On avait appris à se passer d’électricité autant que possible. Y avait quasiment pas d’éclairage extérieur la nuit, en temps normal. Quand, au début de nos travaux de terrassement, l’un des barons nous avait canardés, il avait eu du mal à viser, avec le black-out sur la base.

On avait donc appris à se déplacer dans le noir, à éteindre en sortant d’une pièce. On utilisait des petites loupiotes à friction, si vraiment on en avait besoin. Les seuls endroits éclairés après la tombée du jour étaient le mess, l’infirmerie, le PC Ops et, parfois, le bureau de Lin.

On avait aussi des panneaux photovoltaïques nouvelle génération, dont certains avaient été cassés lors du bombardement pendant le terrassement. Ça coûtait la peau des fesses, alors on attendait un peu avant de remplacer.

Donc, toute notre énergie dépendait du gasoil et, un peu, du soleil. Et donc, on économisait l’électricité et nos motos devaient être hybrides.

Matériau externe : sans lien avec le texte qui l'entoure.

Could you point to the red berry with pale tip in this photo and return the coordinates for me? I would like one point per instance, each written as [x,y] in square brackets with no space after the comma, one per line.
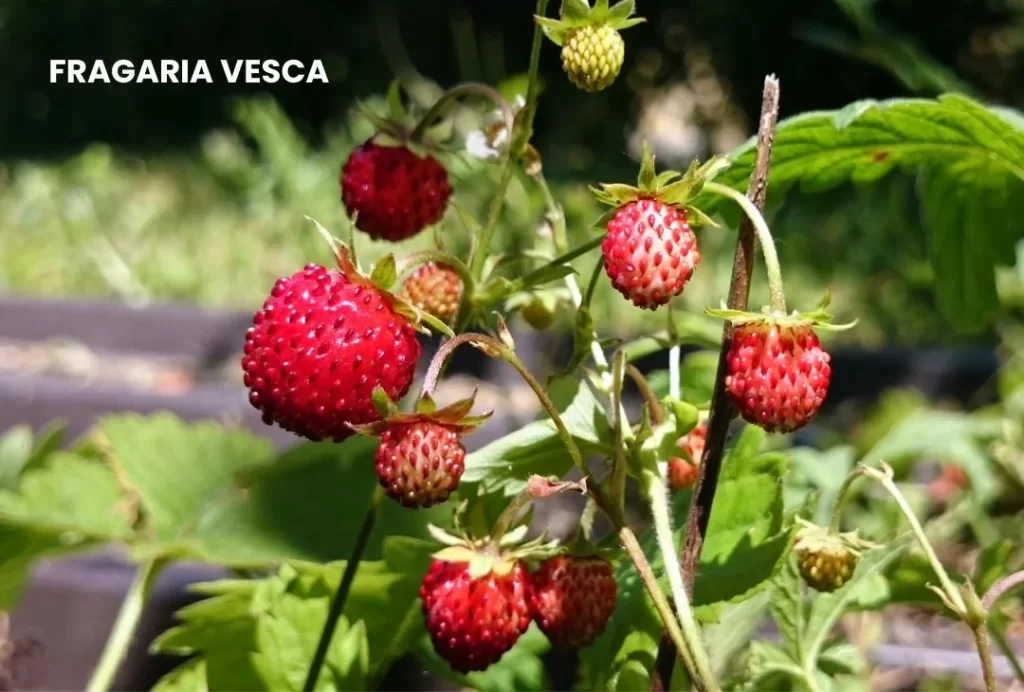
[472,622]
[778,374]
[649,252]
[573,598]
[420,464]
[391,192]
[318,347]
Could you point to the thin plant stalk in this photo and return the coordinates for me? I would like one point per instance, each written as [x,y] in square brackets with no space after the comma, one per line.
[341,596]
[772,267]
[124,628]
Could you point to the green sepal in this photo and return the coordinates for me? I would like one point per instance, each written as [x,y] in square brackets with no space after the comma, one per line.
[684,414]
[383,403]
[384,272]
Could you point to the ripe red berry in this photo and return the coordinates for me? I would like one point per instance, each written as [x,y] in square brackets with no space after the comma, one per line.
[391,192]
[778,374]
[683,472]
[573,599]
[318,347]
[473,621]
[435,289]
[649,252]
[420,464]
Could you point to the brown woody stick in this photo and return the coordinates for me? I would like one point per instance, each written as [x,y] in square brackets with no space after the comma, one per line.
[722,412]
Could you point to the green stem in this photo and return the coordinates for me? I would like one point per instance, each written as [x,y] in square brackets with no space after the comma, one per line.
[509,515]
[837,515]
[658,499]
[635,552]
[124,628]
[467,89]
[777,295]
[517,139]
[884,478]
[985,653]
[341,596]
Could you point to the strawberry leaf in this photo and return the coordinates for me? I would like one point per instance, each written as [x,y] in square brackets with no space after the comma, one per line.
[971,161]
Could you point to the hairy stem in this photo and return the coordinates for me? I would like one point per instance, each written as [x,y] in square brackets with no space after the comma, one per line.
[772,267]
[635,552]
[837,514]
[722,411]
[124,626]
[996,591]
[658,499]
[885,479]
[517,140]
[467,89]
[340,596]
[985,654]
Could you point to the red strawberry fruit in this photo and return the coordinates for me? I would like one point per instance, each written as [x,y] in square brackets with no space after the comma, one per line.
[777,373]
[322,343]
[420,464]
[475,609]
[573,598]
[435,289]
[391,192]
[649,252]
[421,458]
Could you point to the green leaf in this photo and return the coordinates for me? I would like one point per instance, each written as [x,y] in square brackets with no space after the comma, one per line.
[262,635]
[189,677]
[747,533]
[945,435]
[972,160]
[15,447]
[71,493]
[505,465]
[574,10]
[739,557]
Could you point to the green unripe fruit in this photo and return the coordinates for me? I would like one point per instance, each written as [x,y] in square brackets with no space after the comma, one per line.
[593,56]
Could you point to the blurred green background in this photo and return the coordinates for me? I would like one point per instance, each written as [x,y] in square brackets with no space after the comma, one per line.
[197,192]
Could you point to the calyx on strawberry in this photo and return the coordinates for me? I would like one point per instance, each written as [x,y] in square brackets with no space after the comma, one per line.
[391,185]
[421,458]
[683,471]
[476,598]
[573,598]
[650,251]
[777,374]
[324,341]
[436,289]
[593,50]
[826,560]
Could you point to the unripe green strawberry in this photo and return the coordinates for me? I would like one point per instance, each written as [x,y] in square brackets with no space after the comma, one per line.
[435,289]
[593,50]
[593,56]
[826,560]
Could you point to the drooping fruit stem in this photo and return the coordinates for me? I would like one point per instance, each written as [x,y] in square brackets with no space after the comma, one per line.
[518,137]
[658,499]
[456,92]
[772,267]
[340,596]
[124,628]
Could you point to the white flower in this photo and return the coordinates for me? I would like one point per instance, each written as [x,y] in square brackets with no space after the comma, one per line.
[489,142]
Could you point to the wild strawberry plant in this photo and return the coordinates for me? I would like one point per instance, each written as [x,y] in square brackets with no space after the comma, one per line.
[381,537]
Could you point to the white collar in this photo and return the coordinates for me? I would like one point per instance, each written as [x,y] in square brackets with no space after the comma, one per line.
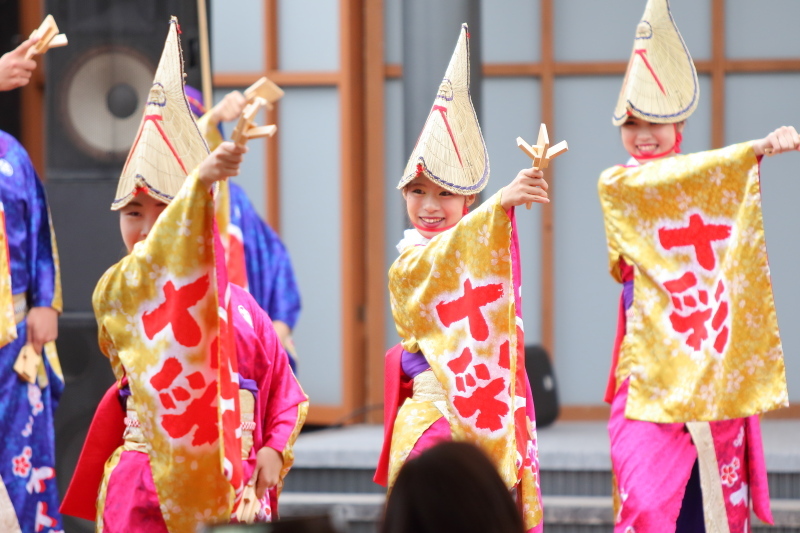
[411,237]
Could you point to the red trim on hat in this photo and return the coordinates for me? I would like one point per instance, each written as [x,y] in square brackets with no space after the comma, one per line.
[443,111]
[641,53]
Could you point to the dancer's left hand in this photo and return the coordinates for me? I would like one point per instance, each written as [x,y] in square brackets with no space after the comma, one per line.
[42,326]
[783,139]
[269,463]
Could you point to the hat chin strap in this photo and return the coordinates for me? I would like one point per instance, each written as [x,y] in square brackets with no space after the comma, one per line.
[676,148]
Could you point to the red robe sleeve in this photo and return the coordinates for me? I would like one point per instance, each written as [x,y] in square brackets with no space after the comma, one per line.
[104,436]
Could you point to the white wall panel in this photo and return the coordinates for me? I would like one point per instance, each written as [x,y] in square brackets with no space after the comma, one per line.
[311,229]
[510,31]
[308,36]
[395,218]
[393,32]
[511,109]
[763,29]
[252,176]
[236,26]
[756,105]
[587,298]
[588,30]
[697,132]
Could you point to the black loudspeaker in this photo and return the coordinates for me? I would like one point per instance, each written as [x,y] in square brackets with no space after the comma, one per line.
[543,385]
[98,85]
[87,375]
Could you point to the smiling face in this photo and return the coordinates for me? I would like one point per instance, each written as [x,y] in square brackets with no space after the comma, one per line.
[432,208]
[643,139]
[137,218]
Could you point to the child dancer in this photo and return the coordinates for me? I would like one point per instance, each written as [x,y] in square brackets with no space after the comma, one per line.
[257,259]
[210,400]
[30,300]
[459,373]
[697,354]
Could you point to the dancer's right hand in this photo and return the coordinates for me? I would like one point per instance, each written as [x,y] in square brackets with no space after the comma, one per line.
[222,163]
[15,70]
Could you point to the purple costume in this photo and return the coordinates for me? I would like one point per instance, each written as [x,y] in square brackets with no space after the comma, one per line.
[27,457]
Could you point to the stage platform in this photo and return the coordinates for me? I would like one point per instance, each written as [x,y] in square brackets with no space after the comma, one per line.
[333,474]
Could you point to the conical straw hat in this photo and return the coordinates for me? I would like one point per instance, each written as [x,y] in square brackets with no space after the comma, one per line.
[661,82]
[168,145]
[450,150]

Erk et le Gros ont hésité entre des Honda et des Kawasaki, pour finalement choisir des Kawa. Des petits machins de trial, 300 cm3, 70kg plein fait, équipés d’une selle double. Les Lieutenants et le Capitaine commanderaient, en plus de bombes de peinture ocre (la moto la moins chère était livrée peinte en vert pomme et noir !), des étuis pour les EMA 7.

Une fois réveillé, Kris se mettrait à réfléchir avec Jo pour une version moto de la civière pliante, mais en 2m20 de long. On se demande bien pourquoi, tiens ! Ou plutôt, pour qui… Les deux zouaves finiraient par utiliser l’idée du filet de pêche dont nous avait parlé Kris, avec une perche dépliable pour soutenir le filet et deux supports qui se boulonnaient – avec des écrous papillons pour aller plus vite – sur les porte-bagages, histoire que les fesses du blessé ne traînent pas au sol.

Du coup, les 300 cm3 de cylindrée – qui étaient beaucoup pour du trial –, c’était pas de trop pour porter deux d’entre nous ou un blessé entre deux motos.

Mais là, je pars un peu dans le futur.

Kris a dormi presque 24 heures. Et, le deuxième soir, alors qu’il entamait sa deuxième nuit de sommeil, on a reçu de la visite.